Gut Parabacteroides distasonis-derived Indole-3-Acetic Acid Promotes Phospholipid Remodeling and Enhances Ferroptosis Sensitivity via the AhR-FASN Axis in Bladder Cancer.

Abstract

The development of bladder cancer is a complex, multistep process influenced by both genetic and environmental factors, but its exact etiology remains unclear. Increasing evidence suggests that gut microbiota dysregulation can impact the initiation and progression of cancers, including colorectal cancer, breast cancer, and pancreatic cancer. This study observes that the beneficial gut bacterium Parabacteroides distasonis (P. distasonis) is significantly decreased in bladder cancer patients, and its low abundance is strongly associated with poor prognosis. P. distasonis is a next-generation probiotic which plays a vital role in human health. Furthermore, this work finds that P. distasonis culture medium inhibits metastasis and proliferation of bladder cancer cells in vitro and in vivo.
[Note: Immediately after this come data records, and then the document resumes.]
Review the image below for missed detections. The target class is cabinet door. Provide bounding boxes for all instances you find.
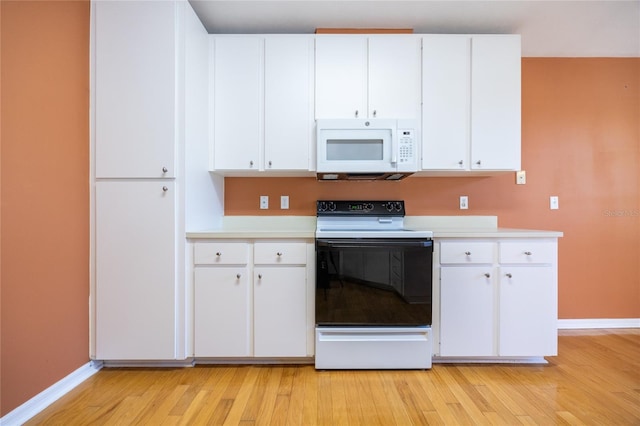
[264,37,314,171]
[254,266,307,357]
[95,181,176,360]
[471,35,521,170]
[369,35,420,119]
[194,267,251,357]
[422,35,471,170]
[315,36,367,118]
[93,1,176,178]
[498,266,558,356]
[212,37,264,170]
[440,266,496,356]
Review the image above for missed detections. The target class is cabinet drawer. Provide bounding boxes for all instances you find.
[440,241,494,264]
[253,242,307,265]
[193,242,249,265]
[499,241,557,264]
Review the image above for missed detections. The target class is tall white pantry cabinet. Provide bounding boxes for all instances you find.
[91,1,213,360]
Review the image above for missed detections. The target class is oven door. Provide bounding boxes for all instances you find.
[316,238,433,327]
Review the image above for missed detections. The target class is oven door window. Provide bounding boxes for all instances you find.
[316,239,433,326]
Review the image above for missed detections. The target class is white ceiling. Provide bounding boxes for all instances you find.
[189,0,640,57]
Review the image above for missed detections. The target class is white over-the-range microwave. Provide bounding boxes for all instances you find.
[316,118,418,180]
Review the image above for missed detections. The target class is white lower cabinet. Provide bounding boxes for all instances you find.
[440,265,496,356]
[253,266,307,357]
[435,238,558,358]
[193,241,310,358]
[95,180,179,360]
[194,266,251,357]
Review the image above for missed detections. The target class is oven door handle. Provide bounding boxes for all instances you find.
[317,239,433,249]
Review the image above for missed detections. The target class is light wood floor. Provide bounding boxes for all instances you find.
[27,329,640,426]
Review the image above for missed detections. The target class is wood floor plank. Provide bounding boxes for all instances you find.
[26,329,640,426]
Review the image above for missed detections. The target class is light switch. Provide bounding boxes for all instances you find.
[460,195,469,210]
[280,195,289,210]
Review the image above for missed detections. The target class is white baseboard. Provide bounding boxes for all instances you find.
[0,361,102,426]
[558,318,640,330]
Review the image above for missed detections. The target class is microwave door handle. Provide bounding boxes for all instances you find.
[391,134,398,166]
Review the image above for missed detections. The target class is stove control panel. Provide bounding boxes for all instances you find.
[316,200,405,216]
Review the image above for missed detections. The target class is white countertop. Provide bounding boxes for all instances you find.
[186,216,563,239]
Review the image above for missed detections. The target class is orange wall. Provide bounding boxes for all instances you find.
[225,58,640,319]
[0,0,90,415]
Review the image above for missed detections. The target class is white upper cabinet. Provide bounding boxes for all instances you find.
[422,35,521,172]
[369,35,420,119]
[422,35,471,170]
[94,1,176,178]
[471,35,521,170]
[211,36,315,173]
[315,36,368,119]
[315,35,420,119]
[211,37,264,170]
[264,37,315,172]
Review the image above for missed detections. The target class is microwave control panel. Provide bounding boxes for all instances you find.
[398,129,416,165]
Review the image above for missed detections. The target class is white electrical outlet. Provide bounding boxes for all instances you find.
[260,195,269,210]
[280,195,289,210]
[460,195,469,210]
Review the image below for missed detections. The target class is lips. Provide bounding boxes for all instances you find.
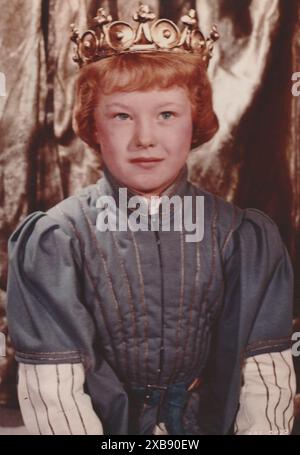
[131,157,162,163]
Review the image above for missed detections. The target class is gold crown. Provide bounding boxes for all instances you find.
[71,5,219,67]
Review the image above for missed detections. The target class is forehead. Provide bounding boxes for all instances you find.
[99,87,190,108]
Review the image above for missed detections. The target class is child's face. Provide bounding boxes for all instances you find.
[95,87,193,195]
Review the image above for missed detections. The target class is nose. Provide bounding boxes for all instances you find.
[134,118,157,148]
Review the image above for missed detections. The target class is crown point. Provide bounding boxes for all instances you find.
[210,24,220,41]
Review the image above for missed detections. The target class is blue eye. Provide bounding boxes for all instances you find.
[160,111,174,120]
[114,112,129,120]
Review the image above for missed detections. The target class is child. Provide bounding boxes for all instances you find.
[7,6,295,435]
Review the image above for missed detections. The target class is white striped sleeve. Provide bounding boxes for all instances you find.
[235,350,296,435]
[18,363,103,435]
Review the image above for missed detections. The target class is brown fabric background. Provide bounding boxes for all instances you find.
[0,0,300,412]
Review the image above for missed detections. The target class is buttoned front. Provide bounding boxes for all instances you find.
[8,167,292,434]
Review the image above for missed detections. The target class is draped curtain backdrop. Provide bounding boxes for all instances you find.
[0,0,300,410]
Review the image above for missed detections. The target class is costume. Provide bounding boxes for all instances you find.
[7,166,293,434]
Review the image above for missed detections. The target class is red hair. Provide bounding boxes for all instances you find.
[73,52,219,150]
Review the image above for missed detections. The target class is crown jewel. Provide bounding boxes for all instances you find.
[71,4,219,67]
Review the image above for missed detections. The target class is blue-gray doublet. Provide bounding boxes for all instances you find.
[7,166,293,434]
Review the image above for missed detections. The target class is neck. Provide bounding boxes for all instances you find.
[104,164,187,199]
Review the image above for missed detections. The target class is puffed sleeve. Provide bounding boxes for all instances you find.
[7,212,94,364]
[201,209,293,434]
[225,209,293,357]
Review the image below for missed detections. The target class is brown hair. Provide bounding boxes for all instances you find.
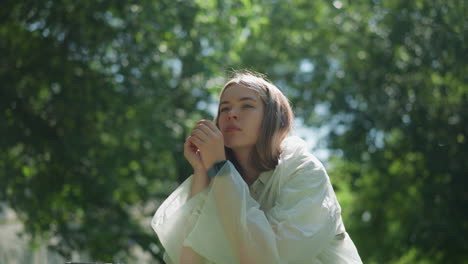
[215,72,294,174]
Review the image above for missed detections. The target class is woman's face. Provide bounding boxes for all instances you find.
[218,84,265,150]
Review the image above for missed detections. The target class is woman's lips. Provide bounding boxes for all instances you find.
[224,126,241,132]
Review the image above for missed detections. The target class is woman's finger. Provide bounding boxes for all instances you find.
[189,136,203,148]
[195,123,215,137]
[202,120,221,135]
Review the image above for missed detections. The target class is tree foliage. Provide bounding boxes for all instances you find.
[0,0,468,263]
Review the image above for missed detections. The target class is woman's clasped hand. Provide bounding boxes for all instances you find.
[184,120,226,172]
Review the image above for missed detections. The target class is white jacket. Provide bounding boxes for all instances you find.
[151,137,362,264]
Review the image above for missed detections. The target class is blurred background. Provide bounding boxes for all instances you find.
[0,0,468,264]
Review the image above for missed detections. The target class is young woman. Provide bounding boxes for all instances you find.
[152,73,362,264]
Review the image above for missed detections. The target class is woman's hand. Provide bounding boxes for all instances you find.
[184,120,226,172]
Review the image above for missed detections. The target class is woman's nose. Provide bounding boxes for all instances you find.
[228,109,238,120]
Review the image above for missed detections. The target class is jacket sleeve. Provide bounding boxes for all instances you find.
[153,162,340,263]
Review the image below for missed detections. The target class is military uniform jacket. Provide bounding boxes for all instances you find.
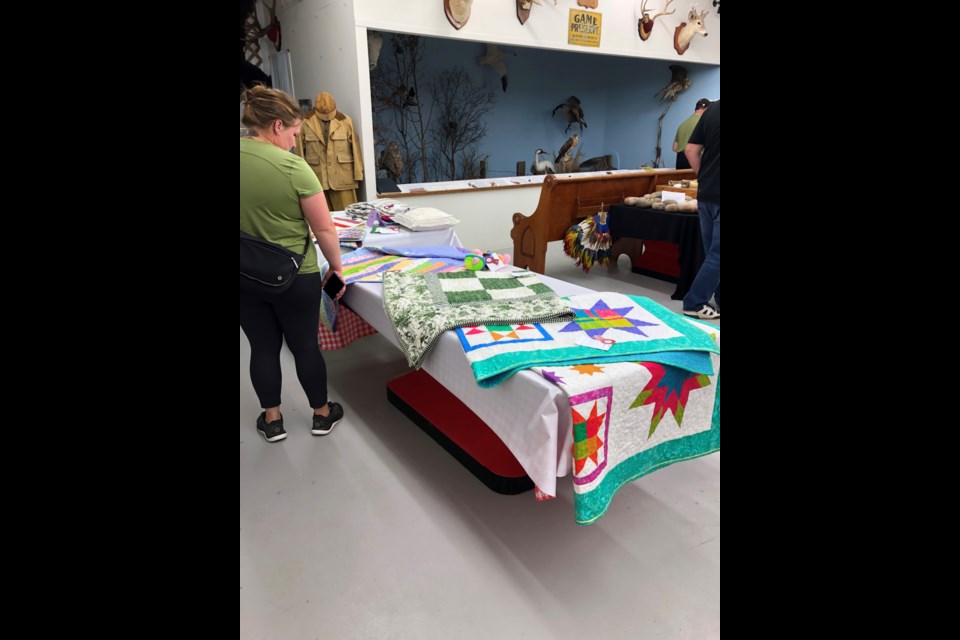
[298,111,363,191]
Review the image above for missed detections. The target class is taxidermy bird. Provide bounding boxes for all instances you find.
[377,140,403,182]
[517,0,557,24]
[443,0,473,29]
[657,64,693,102]
[477,44,517,91]
[554,133,580,162]
[550,96,587,133]
[530,149,557,176]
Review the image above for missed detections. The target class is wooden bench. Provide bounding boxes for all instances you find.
[510,169,695,273]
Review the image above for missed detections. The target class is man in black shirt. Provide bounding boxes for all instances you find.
[683,100,720,320]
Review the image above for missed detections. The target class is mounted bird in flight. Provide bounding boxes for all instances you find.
[477,43,517,91]
[550,96,587,133]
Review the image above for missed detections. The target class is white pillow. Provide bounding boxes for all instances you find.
[392,207,460,231]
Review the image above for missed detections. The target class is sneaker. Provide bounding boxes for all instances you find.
[683,304,720,320]
[310,402,343,436]
[257,411,287,442]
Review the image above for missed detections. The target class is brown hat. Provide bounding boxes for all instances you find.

This work identifies that indole-3-acetic acid (3-IAA) produced by P. distasonis exerting similar tumor-suppressive effects. Mechanistically, 3-IAA activates the aryl hydrocarbon receptor (AhR), which in turn downregulates fatty acid synthase (FASN) transcription in bladder cancer cells. Notably, the reduction of FASN expression decreases the ratio of MUFAs to PUFAs, thereby increasing ferroptosis sensitivity in bladder cancer cells. Collectively, this study demonstrates that P. distasonis-derived 3-IAA can inhibit bladder cancer metastasis and proliferation, highlighting the AhR-FASN axis as a promising therapeutic target to inhibit bladder cancer progression.